Nasionalisme Teror
Kolom

Nasionalisme Teror

Akhir Mei 2003 terjadi aksi kekerasan terhadap kantor Kontras dan PBHI. Dari berbagai media, kantor Kontras diacak-acak, kaca jendela kantor dipecahkan. Tidak sampai di situ, terjadi kekerasan terhadap pekerja HAM Kontras, Ori Rahman. Koordinator Kontras ini diuji nasionalismenya dengan lafadz lagu Indonesia Raya.

Bacaan 2 Menit
Nasionalisme Teror
Hukumonline

Tidak ada satu landasan hukum dan moral pada bangsa-bangsa beradab yang dapat melegitimasi aksi kekerasan seperti  ini. Niccolo Machiavelli (Il Principe-The Prince, 1532) mengatakam "there are two methods of fighting, the one by law, the other by force; the first method is that of men, the second of beasts".

 

Perbuatan main hakim sendiri (eigenrichting) terhadap kantor dan pekerja HAM tersebut sudah termasuk kategori pelanggaran HAM serius.
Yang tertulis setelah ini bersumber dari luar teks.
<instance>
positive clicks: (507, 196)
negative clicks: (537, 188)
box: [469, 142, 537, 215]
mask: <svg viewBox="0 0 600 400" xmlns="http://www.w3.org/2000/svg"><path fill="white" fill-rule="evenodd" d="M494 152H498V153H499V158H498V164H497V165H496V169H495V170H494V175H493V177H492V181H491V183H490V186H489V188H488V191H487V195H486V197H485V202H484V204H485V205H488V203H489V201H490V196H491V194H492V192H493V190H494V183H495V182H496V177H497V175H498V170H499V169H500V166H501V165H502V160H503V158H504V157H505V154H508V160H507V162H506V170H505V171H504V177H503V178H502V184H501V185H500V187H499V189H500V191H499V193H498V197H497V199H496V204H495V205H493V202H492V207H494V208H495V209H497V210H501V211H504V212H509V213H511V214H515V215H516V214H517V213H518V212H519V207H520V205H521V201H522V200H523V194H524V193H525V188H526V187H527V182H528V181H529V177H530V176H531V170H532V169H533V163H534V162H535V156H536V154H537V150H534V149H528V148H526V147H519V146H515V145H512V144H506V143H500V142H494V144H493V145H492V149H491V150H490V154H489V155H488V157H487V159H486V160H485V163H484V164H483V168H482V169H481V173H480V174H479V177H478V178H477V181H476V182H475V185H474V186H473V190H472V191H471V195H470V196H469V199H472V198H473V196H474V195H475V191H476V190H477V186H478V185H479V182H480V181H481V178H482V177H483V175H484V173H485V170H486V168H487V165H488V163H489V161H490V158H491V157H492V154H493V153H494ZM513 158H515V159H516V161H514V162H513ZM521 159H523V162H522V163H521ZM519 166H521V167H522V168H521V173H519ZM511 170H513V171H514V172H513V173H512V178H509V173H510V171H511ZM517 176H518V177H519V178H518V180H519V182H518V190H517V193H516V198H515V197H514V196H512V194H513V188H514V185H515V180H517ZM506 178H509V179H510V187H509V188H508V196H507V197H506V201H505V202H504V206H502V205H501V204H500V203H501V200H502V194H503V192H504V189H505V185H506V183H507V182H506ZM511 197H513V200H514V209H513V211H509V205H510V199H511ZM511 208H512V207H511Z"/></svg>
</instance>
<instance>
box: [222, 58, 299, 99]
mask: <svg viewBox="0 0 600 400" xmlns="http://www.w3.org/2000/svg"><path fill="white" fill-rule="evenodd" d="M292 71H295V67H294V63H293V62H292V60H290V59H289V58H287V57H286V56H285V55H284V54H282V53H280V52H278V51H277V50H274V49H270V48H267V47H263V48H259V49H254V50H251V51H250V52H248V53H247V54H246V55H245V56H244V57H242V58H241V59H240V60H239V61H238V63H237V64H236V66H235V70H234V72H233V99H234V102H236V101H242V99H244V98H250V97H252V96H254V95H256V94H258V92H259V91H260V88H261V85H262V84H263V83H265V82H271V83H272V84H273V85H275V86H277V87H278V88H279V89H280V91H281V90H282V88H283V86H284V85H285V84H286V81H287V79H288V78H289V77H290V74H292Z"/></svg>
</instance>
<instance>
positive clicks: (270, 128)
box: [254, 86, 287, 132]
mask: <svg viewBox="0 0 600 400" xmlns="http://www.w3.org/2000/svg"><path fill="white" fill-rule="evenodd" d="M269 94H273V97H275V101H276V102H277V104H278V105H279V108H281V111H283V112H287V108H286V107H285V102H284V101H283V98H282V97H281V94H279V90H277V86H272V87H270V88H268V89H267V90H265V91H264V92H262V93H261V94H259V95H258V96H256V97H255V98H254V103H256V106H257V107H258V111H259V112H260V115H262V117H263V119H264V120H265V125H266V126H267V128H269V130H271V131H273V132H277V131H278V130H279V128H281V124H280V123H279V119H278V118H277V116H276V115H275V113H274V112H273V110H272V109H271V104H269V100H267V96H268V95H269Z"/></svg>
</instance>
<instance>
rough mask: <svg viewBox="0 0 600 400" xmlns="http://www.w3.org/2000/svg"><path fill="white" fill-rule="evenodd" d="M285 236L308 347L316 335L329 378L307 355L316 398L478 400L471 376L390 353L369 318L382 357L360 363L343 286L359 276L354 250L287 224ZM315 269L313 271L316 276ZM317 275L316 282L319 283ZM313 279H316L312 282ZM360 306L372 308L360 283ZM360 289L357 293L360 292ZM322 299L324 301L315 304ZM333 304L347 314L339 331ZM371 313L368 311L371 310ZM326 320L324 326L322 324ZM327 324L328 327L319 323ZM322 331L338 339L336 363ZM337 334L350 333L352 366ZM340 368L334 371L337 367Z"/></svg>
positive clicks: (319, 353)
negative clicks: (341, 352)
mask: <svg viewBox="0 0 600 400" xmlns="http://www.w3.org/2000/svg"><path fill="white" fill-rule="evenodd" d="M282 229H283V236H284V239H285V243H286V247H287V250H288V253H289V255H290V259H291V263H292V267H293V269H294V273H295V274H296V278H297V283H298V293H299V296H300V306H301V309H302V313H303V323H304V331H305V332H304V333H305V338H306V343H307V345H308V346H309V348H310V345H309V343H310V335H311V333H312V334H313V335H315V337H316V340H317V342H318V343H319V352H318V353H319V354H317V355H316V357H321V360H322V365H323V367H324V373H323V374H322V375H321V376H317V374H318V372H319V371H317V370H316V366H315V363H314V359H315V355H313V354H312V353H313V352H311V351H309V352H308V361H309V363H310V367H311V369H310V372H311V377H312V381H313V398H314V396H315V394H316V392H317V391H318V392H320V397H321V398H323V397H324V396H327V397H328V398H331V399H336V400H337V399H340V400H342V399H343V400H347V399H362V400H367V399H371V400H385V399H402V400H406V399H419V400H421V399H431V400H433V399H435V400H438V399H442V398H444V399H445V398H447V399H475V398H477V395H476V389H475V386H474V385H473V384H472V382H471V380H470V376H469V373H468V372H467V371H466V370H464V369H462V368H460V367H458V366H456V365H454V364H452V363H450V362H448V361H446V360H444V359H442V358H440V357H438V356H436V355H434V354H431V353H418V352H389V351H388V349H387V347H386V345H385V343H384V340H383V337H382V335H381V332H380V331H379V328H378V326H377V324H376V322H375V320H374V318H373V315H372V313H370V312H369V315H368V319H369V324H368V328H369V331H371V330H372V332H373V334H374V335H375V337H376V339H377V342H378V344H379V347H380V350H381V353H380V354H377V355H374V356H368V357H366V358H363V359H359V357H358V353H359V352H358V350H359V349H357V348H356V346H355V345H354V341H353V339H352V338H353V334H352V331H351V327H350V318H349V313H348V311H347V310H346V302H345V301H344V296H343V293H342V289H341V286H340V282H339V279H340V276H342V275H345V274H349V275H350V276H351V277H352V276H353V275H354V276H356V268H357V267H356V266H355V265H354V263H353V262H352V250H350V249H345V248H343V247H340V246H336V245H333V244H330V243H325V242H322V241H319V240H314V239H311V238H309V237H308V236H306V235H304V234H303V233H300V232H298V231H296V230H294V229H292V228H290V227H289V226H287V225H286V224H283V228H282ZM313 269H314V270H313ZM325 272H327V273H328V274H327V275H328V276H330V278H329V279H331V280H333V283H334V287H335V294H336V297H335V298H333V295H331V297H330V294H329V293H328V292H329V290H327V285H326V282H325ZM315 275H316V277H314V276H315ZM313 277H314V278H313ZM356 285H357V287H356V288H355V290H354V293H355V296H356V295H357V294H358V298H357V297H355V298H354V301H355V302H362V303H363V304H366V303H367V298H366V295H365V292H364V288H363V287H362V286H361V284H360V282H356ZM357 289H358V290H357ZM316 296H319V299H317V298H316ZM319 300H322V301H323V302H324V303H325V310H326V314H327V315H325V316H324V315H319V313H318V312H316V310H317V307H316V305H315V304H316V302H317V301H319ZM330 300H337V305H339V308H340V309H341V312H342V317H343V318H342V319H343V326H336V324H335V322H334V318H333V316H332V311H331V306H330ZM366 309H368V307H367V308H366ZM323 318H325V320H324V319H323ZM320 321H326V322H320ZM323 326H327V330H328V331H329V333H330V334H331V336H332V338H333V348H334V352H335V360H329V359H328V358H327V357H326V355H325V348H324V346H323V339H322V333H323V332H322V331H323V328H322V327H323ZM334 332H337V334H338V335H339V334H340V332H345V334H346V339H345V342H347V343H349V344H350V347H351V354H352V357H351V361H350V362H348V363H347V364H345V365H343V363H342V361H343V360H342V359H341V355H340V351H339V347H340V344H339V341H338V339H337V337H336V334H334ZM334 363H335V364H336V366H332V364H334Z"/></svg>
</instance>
Salah satu HAM yang sifatnya tak dapat dikurangi (non derogable rights) dalam suatu pertautan sosial adalah hak untuk tidak disiksa (no torture).

 

Aksi anarkis ini dapat terkategori sebagai teror dan juga termasuk tindak pidana, penganiayaan yang dilakukan bersama-sama, sengaja menimbulkan sakit atau luka  (Pasal 351-358 KUHPidana). Apapun motifnya bahwa ketika hukum masih dipercaya, maka kekerasan ini harus diselesaikan melalui mekanisme hukum.

 

Proses hukum dilakukan bukan untuk memenjarakan pelakunya, melainkan agar koban berikutnya tidak mendapat giliran yang dapat dilakukan oleh elemen lain terhadap elemen lain. Di sinilah hukum dapat menjalankan fungsi kontrol dan deterennya dalam kehidupan bernasion yang kita lakonkan.

 

Pekerja HAM anasionalis?

 

Motif aksi tersebut tesebut menjadi absurd jika dibedah dengan pisau nasionalisme seperti yang dituduhkan kepada pekerja HAM sebagai anasionalis karena menentang dan menyoroti Operasi Daerah Militer (ODM). Bagian paling fundamental bernasion tidak lain adalah berkemanusiaan. Terbentuknya Indonesia dari Sabang sampai Merauke semata alasannya berkemanusiaan -- bukan berkekuasaan -- akibat nasib ketidakmanusiaan yang dialami bersama dari kaum penjajah.

 

Oleh karenanya, pondasi nasionalisme berada pada altar horizontal, yaitu rakyat bukan pada kekuasaan. Kekuasaan hanyalah alat yang dikreasikan nasion untuk mengkonservasi dan memajukan kemanusiaan. Kalau kebijakan kekuasaan berpotensi merusak kemanusiaan, maka sangat sah adanya ketika seorang/kelompok  menentang kebijakan itu.    

 

Pekerja HAM yang menentang atau menyoroti ODM dengan berbagai kasus pelanggaran HAM yang bakal/terjadi tidak boleh serta merta distigma anasionalis. Justru kalau mereka acuh akan berbagai potensi/pelanggaran HAM di Aceh, maka patut dicurigai sebagai anasionalis atau "nasionalisme acuh bebek".